Thermal radiation and near-field energy density of thin metallic films

TL;DR

This paper analyzes the thermal radiation and near-field energy density of thin metallic films using macroscopic fluctuational electrodynamics, revealing how film thickness and distance influence radiation intensity and energy density, with implications for near-field experiments.

Contribution

It provides analytical expressions for electromagnetic fields in thin films and uncovers the finite near-field energy density due to surface plasmon polaritons, advancing understanding of near-field thermal radiation.

Findings

Radiative intensity peaks at an optimal film thickness due to multiple reflections.

Near-field energy density depends on multiple length scales and remains finite for very thin films.

Results serve as a reference for near-field experimental investigations.

Abstract

We study the properties of thermal radiation emitted by a thin dielectric slab, employing the framework of macroscopic fluctuational electrodynamics.

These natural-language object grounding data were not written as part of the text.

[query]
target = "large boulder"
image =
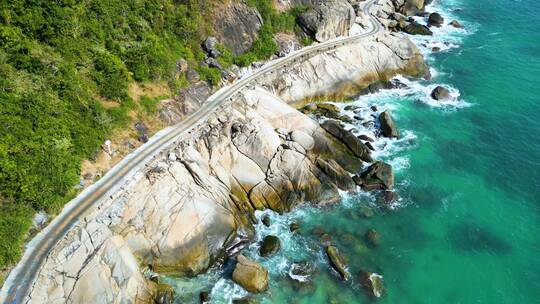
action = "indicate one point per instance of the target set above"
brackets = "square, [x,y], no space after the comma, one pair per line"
[378,176]
[303,139]
[210,45]
[336,173]
[415,28]
[270,246]
[440,93]
[435,19]
[250,275]
[412,7]
[352,142]
[164,294]
[328,19]
[338,262]
[237,25]
[388,127]
[287,43]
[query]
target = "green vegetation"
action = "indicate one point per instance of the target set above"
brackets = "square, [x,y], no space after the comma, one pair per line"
[65,70]
[274,22]
[59,60]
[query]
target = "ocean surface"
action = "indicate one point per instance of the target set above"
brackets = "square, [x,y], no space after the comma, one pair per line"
[466,226]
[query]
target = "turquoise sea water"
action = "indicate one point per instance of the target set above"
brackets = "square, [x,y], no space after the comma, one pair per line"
[467,225]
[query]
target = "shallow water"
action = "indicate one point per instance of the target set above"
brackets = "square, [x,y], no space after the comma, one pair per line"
[466,228]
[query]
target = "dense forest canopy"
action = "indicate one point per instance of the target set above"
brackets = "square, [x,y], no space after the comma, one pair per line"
[59,59]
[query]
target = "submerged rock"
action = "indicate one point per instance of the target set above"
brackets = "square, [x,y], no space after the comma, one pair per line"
[373,283]
[245,301]
[164,294]
[455,24]
[378,176]
[294,227]
[337,261]
[415,28]
[435,19]
[366,138]
[250,275]
[372,237]
[328,107]
[352,142]
[336,173]
[270,246]
[266,221]
[301,271]
[204,297]
[440,93]
[366,211]
[388,127]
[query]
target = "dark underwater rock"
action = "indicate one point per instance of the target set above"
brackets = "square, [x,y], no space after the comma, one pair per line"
[440,93]
[435,19]
[388,127]
[270,246]
[337,261]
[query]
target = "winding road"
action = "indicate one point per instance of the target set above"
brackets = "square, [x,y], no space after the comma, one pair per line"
[20,281]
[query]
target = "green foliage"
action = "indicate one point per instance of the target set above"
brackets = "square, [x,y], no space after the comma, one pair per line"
[262,48]
[148,104]
[274,22]
[15,220]
[58,59]
[209,74]
[227,57]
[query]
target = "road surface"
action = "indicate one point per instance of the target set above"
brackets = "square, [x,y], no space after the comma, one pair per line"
[20,280]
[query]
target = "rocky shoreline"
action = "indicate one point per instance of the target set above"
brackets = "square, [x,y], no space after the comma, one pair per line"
[193,207]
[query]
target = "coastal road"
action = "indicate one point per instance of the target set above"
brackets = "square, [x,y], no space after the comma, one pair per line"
[20,281]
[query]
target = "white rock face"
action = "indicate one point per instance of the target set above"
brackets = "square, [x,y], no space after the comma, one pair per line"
[351,66]
[194,203]
[328,19]
[184,212]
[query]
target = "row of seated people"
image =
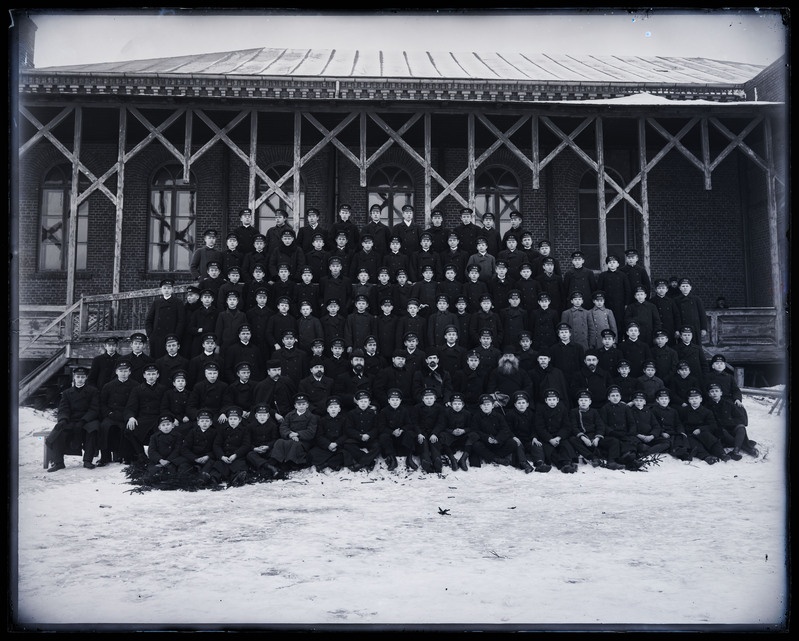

Particular emphasis is given to the analytical construction of the required dyadic Green's functions. Based on these, general expressions are derived for both the system's Poynting vector, describing the intensity of propagating radiation, and its energy density, containing contributions from non-propagating modes which dominate the near-field regime. An extensive discussion is then given for thin metal films. It is shown that the radiative intensity is maximized for a certain film thickness, due to Fabry-Perot-like multiple reflections inside the film. The dependence of the near-field energy density on the distance from the film's surface is governed by an interplay of several length scales, and characterized by different exponents in different regimes. In particular, this energy density remains finite even for arbitrarily thin films. This unexpected feature is associated with the film's low-frequency surface plasmon polariton. Our results also serve as reference for current near-field experiments which search for deviations from the macroscopic approach.